I have a numpy
matrix and am trying to find the sum of each row. There are some nan
entries which I want to treat as 0
. For instance, I would expect the sum of
[1, nan, 30]
[nan, 2, nan]
[8, nan, nan]
[nan, 1, 16]
to be
[31]
[2]
[8]
[17]
EDIT: each row contains entries which are either nan
or a sympy
expr
.
So the sum of the row [x, nan, 30x]
should be 31x
However, these nan
values are not np.NaN
, but are created in calculations with SymPy
and therefore are S.NaN
.
np.isnan(S.NaN)
returns False
. I have tried using np.nansum
but because of this, it just returns nan
.
A = np.matrix([[1, np.nan, 30],
[np.nan, 2, np.nan],
[8, np.nan, np.nan],
[np.nan, 1, 16]])
B = np.matrix([[1, S.NaN, 30],
[S.NaN, 2, S.NaN],
[8, S.NaN, S.NaN],
[S.NaN, 1, 16]])
np.nansum(A, 1)
returns
matrix([[31.],
[ 2.],
[ 8.],
[17.]])
as expected.
But np.nansum(B, 1)
returns
matrix([[nan],
[nan],
[nan],
[nan]])
I also thought that I might be able to replace the S.NaN
values with 0
. There are quite a lot of answered questions about how to convert np.NaN
values to 0
, e.g. convert nan value to zero, but these solutions don't work because I don't think there's an equivalent in SymPy for np.isnan()
.
Is there either an equivalent in SymPy for np.nansum
which I could use, or a way to replace S.NaN
values with 0
(or np.NaN
)?
CodePudding user response:
I played with sympy.Matrix
, but turns out it isn't needed.
A numpy array with sympy.nan
elements.
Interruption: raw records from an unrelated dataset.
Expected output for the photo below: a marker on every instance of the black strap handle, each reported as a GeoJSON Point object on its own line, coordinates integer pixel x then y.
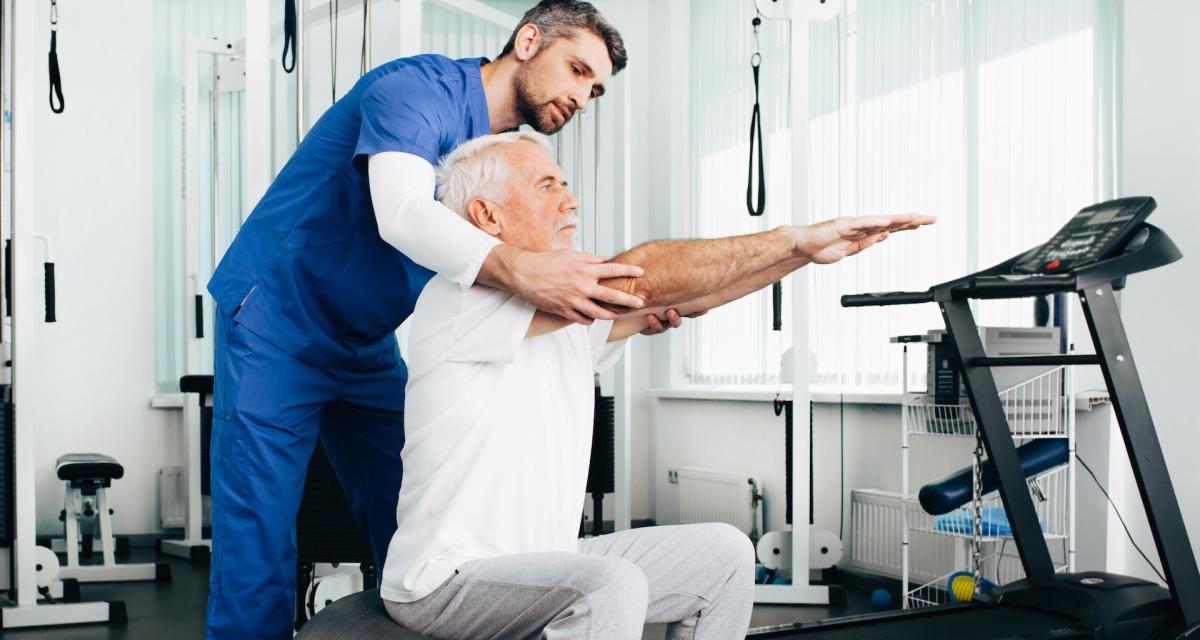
{"type": "Point", "coordinates": [777, 306]}
{"type": "Point", "coordinates": [55, 75]}
{"type": "Point", "coordinates": [199, 316]}
{"type": "Point", "coordinates": [49, 292]}
{"type": "Point", "coordinates": [756, 135]}
{"type": "Point", "coordinates": [289, 35]}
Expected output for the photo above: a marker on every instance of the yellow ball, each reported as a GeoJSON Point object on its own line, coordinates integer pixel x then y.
{"type": "Point", "coordinates": [963, 586]}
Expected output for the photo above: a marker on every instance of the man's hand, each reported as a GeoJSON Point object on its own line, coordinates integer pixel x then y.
{"type": "Point", "coordinates": [832, 240]}
{"type": "Point", "coordinates": [567, 282]}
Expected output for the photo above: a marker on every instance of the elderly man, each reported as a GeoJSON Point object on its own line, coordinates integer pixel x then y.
{"type": "Point", "coordinates": [499, 426]}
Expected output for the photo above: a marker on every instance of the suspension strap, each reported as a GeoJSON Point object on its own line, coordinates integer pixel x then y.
{"type": "Point", "coordinates": [756, 135]}
{"type": "Point", "coordinates": [55, 75]}
{"type": "Point", "coordinates": [289, 35]}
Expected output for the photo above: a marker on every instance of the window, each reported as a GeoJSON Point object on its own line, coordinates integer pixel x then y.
{"type": "Point", "coordinates": [995, 115]}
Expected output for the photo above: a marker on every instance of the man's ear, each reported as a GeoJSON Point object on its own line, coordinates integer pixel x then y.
{"type": "Point", "coordinates": [485, 215]}
{"type": "Point", "coordinates": [527, 42]}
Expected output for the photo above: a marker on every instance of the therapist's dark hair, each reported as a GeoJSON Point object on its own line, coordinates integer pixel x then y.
{"type": "Point", "coordinates": [562, 18]}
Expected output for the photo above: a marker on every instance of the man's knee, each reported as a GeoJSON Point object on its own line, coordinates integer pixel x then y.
{"type": "Point", "coordinates": [619, 591]}
{"type": "Point", "coordinates": [727, 545]}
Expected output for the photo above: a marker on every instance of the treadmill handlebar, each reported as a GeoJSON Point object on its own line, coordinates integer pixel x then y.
{"type": "Point", "coordinates": [887, 298]}
{"type": "Point", "coordinates": [1013, 286]}
{"type": "Point", "coordinates": [972, 287]}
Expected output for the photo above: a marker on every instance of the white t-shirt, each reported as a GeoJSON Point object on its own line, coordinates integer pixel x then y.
{"type": "Point", "coordinates": [498, 435]}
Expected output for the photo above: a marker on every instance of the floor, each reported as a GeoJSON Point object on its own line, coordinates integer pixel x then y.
{"type": "Point", "coordinates": [175, 610]}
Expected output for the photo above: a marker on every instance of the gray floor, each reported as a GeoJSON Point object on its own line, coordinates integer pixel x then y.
{"type": "Point", "coordinates": [175, 610]}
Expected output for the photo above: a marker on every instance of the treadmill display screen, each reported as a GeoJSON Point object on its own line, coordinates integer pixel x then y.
{"type": "Point", "coordinates": [1090, 235]}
Note the object dtype:
In [65]: arr
Out[65]:
array([[1, nan, 30],
[nan, 2, nan],
[8, nan, nan],
[nan, 1, 16]], dtype=object)
In [66]: type(arr[0,1])
Out[66]: sympy.core.numbers.NaN
It converts to a float array without problem:
In [67]: arr.astype(float)
Out[67]:
array([[ 1., nan, 30.],
[nan, 2., nan],
[ 8., nan, nan],
[nan, 1., 16.]])
In [68]: type(_[0,1])
Out[68]: numpy.float64
In [69]: np.nansum(__,1)
Out[69]: array([31., 2., 8., 17.])
sympy.nan
converts to python float without problem:
In [71]: type(nan)
Out[71]: sympy.core.numbers.NaN
In [72]: type(float(nan))
Out[72]: float
sympy.Matrix
If I make a sympy.Matrix
from the array:
In [83]: M= Matrix(arr)
In [84]: M
Out[84]:
⎡ 1 nan 30 ⎤
⎢ ⎥
⎢nan 2 nan⎥
⎢ ⎥
⎢ 8 nan nan⎥
⎢ ⎥
⎣nan 1 16 ⎦
In [85]: M[0,1]
Out[85]:
nan
In [86]: type(M[0,1])
Out[86]: sympy.core.numbers.NaN
I can use subs
to replace the nan
:
In [87]: M1 = M.subs({nan: 0})
In [88]: M1
Out[88]:
⎡1 0 30⎤
⎢ ⎥
⎢0 2 0 ⎥
⎢ ⎥
⎢8 0 0 ⎥
⎢ ⎥
⎣0 1 16⎦
np.sum
works on this:
In [89]: np.sum(M1,1)
Out[89]: array([31, 2, 8, 17], dtype=object)
Presumably np.sum
first turns the Matrix
in to an array:
In [90]: np.array(M1)
Out[90]:
array([[1, 0, 30],
[0, 2, 0],
[8, 0, 0],
[0, 1, 16]], dtype=object)
==
We don't need isnan
to test for sp.nan
. While its float
value is np.nan
(or python nan
), it's a distinct sympy
object, and ==
works just fine (that's shown in the sympy.nan
docs).
In [92]: arr==sp.nan
Out[92]:
array([[False, True, False],
[ True, False, True],
[False, True, True],
[ True, False, False]])
In [93]: arr1 = np.where(arr==sp.nan,0,arr)
In [94]: arr1
Out[94]:
array([[1, 0, 30],
[0, 2, 0],
[8, 0, 0],
[0, 1, 16]], dtype=object)
or if you insist on using nansum
:
In [95]: np.nansum(np.where(arr==sp.nan,np.nan,arr),1)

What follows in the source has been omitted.